UK Web Focus (Brian Kelly)

Innovation and best practices for the Web

Attention – Services Unavailable!

Posted by Brian Kelly on 16 Mar 2009

Background

Bath University Computing Services (BUCS) is planning engineering work from 4:30 pm on Friday 27 March until 9:00 am on Monday 30th March 2009. This means that no UKOLN Web sites or services will be available for that period. Further information is available on the BUCS Web site.

Dissemination

As a variety of UKOLN services will be unavailable over the period (which is the weekend after next) we will need to ensure that our key stakeholders are informed (including our funders, JISC and MLA) and take steps to ensure that we alert anyone who may be making use of such services over this period – and possibly afterwards, if any unexpected problems are encountered.

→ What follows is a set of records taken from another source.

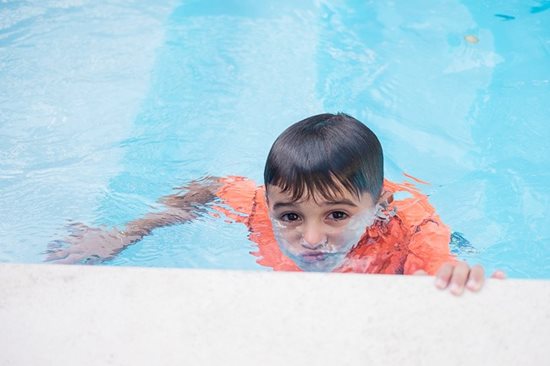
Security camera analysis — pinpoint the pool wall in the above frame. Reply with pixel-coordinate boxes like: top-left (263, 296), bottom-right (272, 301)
top-left (0, 264), bottom-right (550, 366)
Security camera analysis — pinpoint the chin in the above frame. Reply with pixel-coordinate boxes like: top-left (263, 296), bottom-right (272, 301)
top-left (294, 258), bottom-right (342, 272)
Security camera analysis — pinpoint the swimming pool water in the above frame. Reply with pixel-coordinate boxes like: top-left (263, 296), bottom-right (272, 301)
top-left (0, 0), bottom-right (550, 278)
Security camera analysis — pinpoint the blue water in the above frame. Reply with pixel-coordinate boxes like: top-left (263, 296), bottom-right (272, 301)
top-left (0, 0), bottom-right (550, 278)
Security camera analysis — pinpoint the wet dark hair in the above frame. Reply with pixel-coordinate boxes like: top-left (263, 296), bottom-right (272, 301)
top-left (264, 113), bottom-right (384, 201)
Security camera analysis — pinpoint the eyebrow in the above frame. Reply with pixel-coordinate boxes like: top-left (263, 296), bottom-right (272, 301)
top-left (273, 199), bottom-right (358, 210)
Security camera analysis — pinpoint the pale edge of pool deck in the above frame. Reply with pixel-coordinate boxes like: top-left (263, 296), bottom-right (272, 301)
top-left (0, 264), bottom-right (550, 365)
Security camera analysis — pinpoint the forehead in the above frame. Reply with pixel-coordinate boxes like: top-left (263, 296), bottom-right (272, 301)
top-left (266, 185), bottom-right (373, 206)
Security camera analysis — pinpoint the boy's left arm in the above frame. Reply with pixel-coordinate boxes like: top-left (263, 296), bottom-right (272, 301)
top-left (404, 217), bottom-right (506, 295)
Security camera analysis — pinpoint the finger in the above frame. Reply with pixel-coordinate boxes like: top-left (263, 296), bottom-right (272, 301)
top-left (491, 270), bottom-right (506, 280)
top-left (466, 264), bottom-right (485, 292)
top-left (449, 262), bottom-right (470, 296)
top-left (435, 263), bottom-right (454, 290)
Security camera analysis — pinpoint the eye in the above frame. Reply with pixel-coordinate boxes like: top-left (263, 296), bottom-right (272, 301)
top-left (281, 212), bottom-right (300, 222)
top-left (328, 211), bottom-right (349, 221)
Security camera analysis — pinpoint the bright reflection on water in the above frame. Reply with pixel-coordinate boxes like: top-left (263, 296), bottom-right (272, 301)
top-left (0, 0), bottom-right (550, 278)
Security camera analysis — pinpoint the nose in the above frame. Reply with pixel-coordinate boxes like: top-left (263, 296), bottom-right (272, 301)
top-left (302, 225), bottom-right (327, 250)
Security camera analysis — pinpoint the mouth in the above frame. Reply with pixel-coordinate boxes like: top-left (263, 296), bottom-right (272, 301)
top-left (299, 252), bottom-right (337, 263)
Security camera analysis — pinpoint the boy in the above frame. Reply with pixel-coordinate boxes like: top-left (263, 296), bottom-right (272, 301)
top-left (47, 113), bottom-right (502, 295)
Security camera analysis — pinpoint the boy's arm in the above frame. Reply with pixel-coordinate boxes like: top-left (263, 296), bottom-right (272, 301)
top-left (46, 178), bottom-right (220, 263)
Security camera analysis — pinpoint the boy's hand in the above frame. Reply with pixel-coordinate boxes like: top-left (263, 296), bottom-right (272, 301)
top-left (46, 223), bottom-right (129, 264)
top-left (415, 262), bottom-right (506, 296)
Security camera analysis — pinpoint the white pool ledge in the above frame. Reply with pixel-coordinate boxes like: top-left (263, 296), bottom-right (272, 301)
top-left (0, 264), bottom-right (550, 366)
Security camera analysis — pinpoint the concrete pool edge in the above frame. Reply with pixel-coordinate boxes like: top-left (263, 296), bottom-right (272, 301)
top-left (0, 264), bottom-right (550, 365)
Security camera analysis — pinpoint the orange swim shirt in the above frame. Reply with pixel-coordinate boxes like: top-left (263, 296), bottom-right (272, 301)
top-left (215, 177), bottom-right (455, 275)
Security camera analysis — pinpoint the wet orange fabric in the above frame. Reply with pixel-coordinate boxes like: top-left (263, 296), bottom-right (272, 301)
top-left (215, 177), bottom-right (455, 274)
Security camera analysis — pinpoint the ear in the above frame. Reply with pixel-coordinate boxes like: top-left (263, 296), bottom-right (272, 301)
top-left (377, 191), bottom-right (393, 205)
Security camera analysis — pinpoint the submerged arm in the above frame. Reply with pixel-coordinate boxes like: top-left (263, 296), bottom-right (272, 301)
top-left (46, 178), bottom-right (219, 263)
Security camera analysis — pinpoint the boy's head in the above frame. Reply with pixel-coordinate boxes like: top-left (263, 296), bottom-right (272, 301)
top-left (264, 113), bottom-right (384, 271)
top-left (264, 113), bottom-right (384, 200)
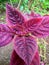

Before alerting the key stakeholders we needed to identify affected services. As well as the obvious Web sites on a .ukoln.ac.uk domain there are also the Web sites, such as Exploit Interactive (http://www.exploit-lib.org/) and Cultivate Interactive (http://www.cultivate-int.org/)  which, although they are hosted locally, do not have an obvious dependency on UKOLN servers.

There was also a need to identify other network services besides Web sites. Being unable to send email messages or receive incoming email may be obvious, but do we have any services which rely on automated processing of emails (such as various Listserv mailing lists we host?)  Similarly what about other networked services besides Web and email – what about any LDAP services, streaming video services, Z39.50 services, etc. , etc.? And what about the services outside of Bath which may make use of our services? Will they degrade gracefully if our servers are unavailable over the weekend or mwill such services (which are not only external to us, but we may not even know they exist) fail or timeout as they await a response from our servers?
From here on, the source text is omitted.